Implication of dissolved nitrogen dynamics of urban rivers using multivariate regression and structural equation modeling

The river's functional balance varies according to flow regimes and nutrient distribution. Watercourses can receive water from different point and nonpoint sources, which discharge high nitrogen load in rivers generated from domestic and industrial effluents and agricultural runoff. The excessive concentration of nitrogen load affects the riverine ecosystem by attenuating dissolved oxygen balance and disturbing the water quality.
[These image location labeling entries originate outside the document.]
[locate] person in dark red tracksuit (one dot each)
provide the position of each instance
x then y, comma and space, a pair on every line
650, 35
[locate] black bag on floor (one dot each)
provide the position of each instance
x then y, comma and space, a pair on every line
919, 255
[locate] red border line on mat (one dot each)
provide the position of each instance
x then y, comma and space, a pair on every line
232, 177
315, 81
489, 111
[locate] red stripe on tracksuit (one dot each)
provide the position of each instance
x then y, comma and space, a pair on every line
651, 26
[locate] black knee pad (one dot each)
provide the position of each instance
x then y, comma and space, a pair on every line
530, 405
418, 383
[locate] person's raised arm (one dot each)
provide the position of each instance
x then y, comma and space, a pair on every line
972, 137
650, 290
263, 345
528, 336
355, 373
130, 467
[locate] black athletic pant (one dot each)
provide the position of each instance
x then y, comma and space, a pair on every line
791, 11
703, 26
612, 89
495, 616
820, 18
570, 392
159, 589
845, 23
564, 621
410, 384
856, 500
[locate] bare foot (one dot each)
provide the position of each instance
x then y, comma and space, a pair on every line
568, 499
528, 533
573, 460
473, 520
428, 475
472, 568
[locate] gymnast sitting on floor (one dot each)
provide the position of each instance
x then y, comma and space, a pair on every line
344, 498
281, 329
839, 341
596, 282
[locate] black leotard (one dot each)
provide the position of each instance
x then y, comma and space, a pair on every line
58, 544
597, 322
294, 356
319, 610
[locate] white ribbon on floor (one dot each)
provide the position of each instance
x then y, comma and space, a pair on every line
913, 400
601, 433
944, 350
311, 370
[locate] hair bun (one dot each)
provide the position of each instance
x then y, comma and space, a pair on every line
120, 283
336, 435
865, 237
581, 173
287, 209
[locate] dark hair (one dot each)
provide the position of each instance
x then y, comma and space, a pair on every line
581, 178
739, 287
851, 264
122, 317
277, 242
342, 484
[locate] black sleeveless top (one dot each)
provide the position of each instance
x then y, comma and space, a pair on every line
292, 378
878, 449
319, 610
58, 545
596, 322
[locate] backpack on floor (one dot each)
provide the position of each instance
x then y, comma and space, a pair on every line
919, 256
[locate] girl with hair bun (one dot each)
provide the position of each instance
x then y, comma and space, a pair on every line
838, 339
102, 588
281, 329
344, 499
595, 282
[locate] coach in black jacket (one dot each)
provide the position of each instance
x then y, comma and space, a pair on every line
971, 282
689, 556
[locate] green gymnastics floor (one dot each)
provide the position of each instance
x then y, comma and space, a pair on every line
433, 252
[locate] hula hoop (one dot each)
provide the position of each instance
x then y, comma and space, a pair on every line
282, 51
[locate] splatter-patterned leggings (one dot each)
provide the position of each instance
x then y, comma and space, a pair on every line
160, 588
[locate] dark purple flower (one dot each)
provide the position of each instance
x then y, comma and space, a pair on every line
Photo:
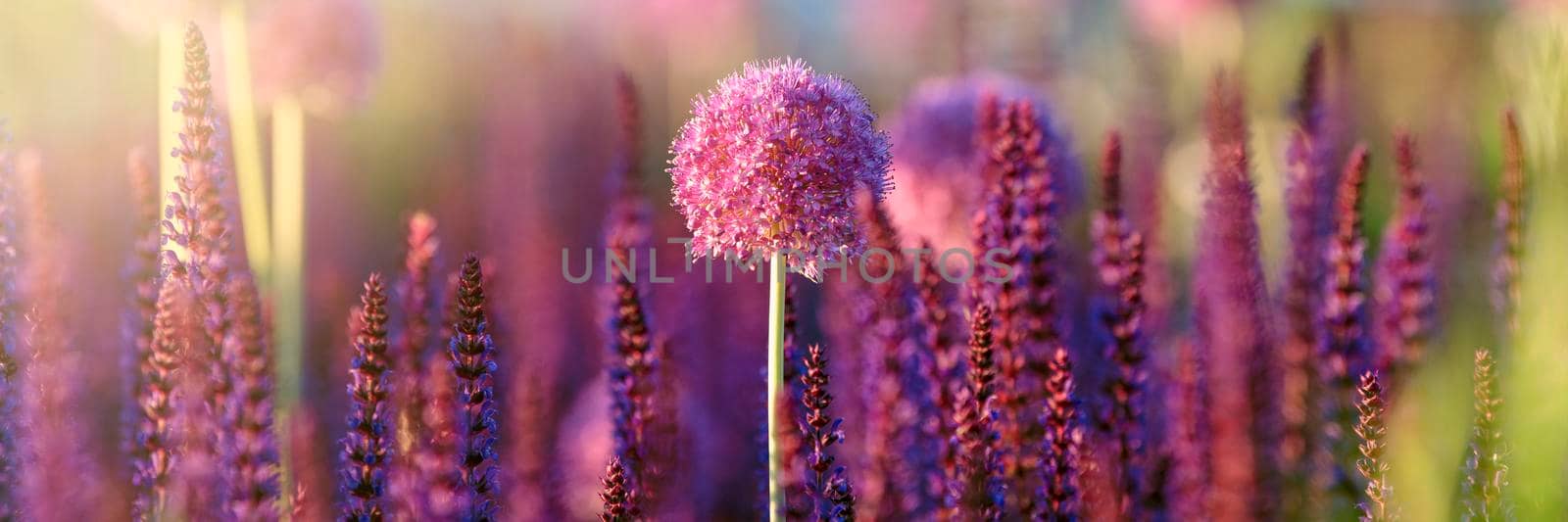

A study has been conducted to determine the nitrogen dynamics and their impact on the water quality of the Delhi stretch of Yamuna River, India, which is highly influenced by anthropogenic activities. Multivariate linear regression (MLR) was performed to gain insight into nitrogen dynamics, and structural equation modeling was applied to determine the direct (primary) and indirect (secondary) relation between the water quality parameters and the subsequent impact on water quality. Dissolved inorganic nitrogen (DIN) was measured using ammonia, nitrate, and nitrite, and total Kjeldahl nitrogen was estimated to reflect the dissolved organic nitrogen (DON). The variation in dissolved nitrogen (organic and inorganic) signifies high negative flux on the river's organic content, causing further degradation of river water quality. MLR predicted a high correlation between predicted and observed DIN at the Income Tax Office (ITO) (92.5%) and Nizamuddin (94.37%) and DON at ITO (93.49%) and Nizamuddin (95.28%). The high concentration during the lean period deteriorates the water quality tremendously and suggests that the variation in dissolved nitrogen content should be monitored carefully to maintain the river's water quality dominated by the organic load. The settlement of industrial areas at riverbanks and the discharge of untreated effluents into rivers affect nitrogen concentrations. The dynamics of dissolved organic and inorganic nitrogen were determined using multivariate regression and structural equation modeling to identify the impact of entrapment. Organic matter fixes nitrogen in different forms, depending on the decomposition stage, thus altering water quality.